モンブランのノートを調べれば調べるほど、その品質の高さに感嘆します。
そして僕は、知れば知るほどこのノートを使うのに躊躇してしまう小心者です(笑)
といっても筆記具は使ってこそ価値があるので、勇気を振り絞って文字を書き込んでみました。
使ったのはモンブランのマイスターシュテュック145、インクはモンブランのミッドナイトブルー(ブルーブラック)です。
適度な摩擦を感じるサリサリ感

コーティングされたツルっとした紙に比べると、わずかに紙との摩擦が感じられます。
ペン先が滑りすぎず、程よい摩擦感があるのでコントロールがしやすいですね。
にじみにくく裏抜けもしにくい

にじみにくいので、書いた線がシャープですね。


裏抜けもしにくいので、表だけでなく裏にも十分筆記できますね。


比較の為にレポート用紙に同じ文字を書いてみましたが、かなりにじんでしまうので線の太さが違いますね。
ねらい目はアウトレット
どうしても欲しいラインナップ、デザインがある場合は正規店での購入が一番です。
ただ、そこまでこだわってはないが1冊はモンブランのノートが欲しい!という人はアウトレット店がおすすめですよ。
商品によりますが、半額かまたはそれ以上割引されているものもあり、かなりお得に購入できる場合もあります。
正規店なのでもちろん本物が手に入りますよ。

今回紹介した2冊のうち、「デニムコレクション」はアウトレットで購入しました。
キチンとフィルムで保護されていて、目立った傷などはなくきれいな状態でかなり満足しています。
正確な購入価格は忘れてしまいましたが定価の半額以下で購入できたかと思います。
御殿場、神戸三田にあるので、出向いた際にはチェックしてみてください。
モンブランミディアムノートブックをおすすめする理由
高価格帯だが全てが高品質で納得
万年筆で書くという時間を特別なものに昇華してくれる
自分史を後世に残すには最適
というところかと思います。
「自分用のノートにこんなにお金を出せないよ」と思うかもしれませんが、自らの足跡を残すには最適だと思います。
後世に残せるクオリティのノートを使って、世界でたった一冊しかない自分史をぜひ作り上げてください。
もちろん自分用だけでなく、就職祝いなどの人生の節目にプレゼントするのもいいと思いますよ。
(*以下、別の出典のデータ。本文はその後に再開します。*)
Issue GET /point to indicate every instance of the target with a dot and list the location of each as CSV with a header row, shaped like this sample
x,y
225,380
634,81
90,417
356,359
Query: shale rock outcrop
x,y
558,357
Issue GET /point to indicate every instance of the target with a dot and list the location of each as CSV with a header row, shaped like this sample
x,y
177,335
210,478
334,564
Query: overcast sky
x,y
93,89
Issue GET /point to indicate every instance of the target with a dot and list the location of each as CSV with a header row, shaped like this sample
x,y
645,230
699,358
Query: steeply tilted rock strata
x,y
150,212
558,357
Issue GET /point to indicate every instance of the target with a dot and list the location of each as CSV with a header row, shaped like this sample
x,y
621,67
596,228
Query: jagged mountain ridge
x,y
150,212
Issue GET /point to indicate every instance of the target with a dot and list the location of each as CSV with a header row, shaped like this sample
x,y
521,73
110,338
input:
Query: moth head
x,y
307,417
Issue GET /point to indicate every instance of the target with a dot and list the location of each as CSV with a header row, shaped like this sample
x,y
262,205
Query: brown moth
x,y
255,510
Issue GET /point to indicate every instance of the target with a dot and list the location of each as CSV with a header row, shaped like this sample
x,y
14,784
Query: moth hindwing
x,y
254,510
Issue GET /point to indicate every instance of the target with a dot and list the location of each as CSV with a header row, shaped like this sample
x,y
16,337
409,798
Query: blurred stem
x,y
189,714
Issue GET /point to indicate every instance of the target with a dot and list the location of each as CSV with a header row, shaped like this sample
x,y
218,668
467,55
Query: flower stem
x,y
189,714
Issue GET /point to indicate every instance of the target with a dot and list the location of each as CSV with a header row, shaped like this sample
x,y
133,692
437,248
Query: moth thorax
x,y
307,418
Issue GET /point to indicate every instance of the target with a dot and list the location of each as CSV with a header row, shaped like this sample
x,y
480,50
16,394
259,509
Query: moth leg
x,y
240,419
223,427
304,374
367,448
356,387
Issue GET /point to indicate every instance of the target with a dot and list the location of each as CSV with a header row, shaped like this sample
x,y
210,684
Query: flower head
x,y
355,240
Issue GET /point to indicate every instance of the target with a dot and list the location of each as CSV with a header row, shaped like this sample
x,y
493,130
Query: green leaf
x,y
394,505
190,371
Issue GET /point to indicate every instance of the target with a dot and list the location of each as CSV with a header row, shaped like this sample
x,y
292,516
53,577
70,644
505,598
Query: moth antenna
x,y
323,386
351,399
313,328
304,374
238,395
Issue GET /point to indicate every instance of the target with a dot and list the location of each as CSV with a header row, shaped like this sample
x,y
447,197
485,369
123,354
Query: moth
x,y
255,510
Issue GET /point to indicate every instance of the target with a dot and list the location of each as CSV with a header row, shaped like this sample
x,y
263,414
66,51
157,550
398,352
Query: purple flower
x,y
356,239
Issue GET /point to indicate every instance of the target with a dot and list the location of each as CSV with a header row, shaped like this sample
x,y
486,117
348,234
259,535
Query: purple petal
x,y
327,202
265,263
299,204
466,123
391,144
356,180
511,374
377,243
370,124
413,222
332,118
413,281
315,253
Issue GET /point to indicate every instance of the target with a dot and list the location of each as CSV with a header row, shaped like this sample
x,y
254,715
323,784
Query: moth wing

ちなみに今回紹介した「ユニセフコレクション」はかなり前にプレゼントとして頂いていたものです。
とても自分では購入できない価格でもったいな過ぎてずっとしまい込んでいました(笑)
扱いはかなり慎重になるかと思いますが、後世に残っても恥ずかしくないような一冊に仕上げるように、じわじわとページを埋めていきたいと思っています。
最後に

今回はモンブランのミディアムノートブックを紹介しました。
この記事が皆さんのノート選びの一助になれば幸いです。
最後まで読んでくれてありがとうございました。